Letting Silences Speak

Sharing insights and experiences from interdisciplinary collaborations between academia, artistic practice, curation, and policy-making: The artists' collective The Neighbours in Regensburg.


June 4, 2024

Sit down. Listen. Look around. See the silenced and faded memories of survivors of political violence in labor camps during the communist era in Bulgaria. You may be triggered yourself. Or get an idea of something you have heard about but were lucky enough not to experience: The Neighbours is an interactive multimedia installation in the Bulgarian Pavilion at the 2024 Venice Biennale. On 6 and 7 May, the collective of artists who created this installation discussed their work with Regensburg scholars and the interested public. They were invited by the Leibniz ScienceCampus (LSC) and its partners, including the Center for Commemorative Culture at the University of Regensburg (UR).

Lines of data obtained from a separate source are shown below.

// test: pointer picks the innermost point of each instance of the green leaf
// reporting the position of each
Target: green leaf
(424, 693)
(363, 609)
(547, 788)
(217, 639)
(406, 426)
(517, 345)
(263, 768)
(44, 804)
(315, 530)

Artist collective The Neighbours (from left) Vasil Vladmirov, Krasimira Butseva, Lilia Topouzova, Julian Chehirian. © Studio The Neighbours

UR historian Ulf Brunnbauer, spokesperson of the LSC board and director of IOS, welcomed the artists and workshop participants together with LSC manager Paul Vickers.The Neighbours provides insight into the history of the project, the fieldwork, and the artistic process. The journey begins at the sites of two former Bulgarian labor camps, Belene and Lovech. The camps operated from 1945 to 1989, closing and reopening in between.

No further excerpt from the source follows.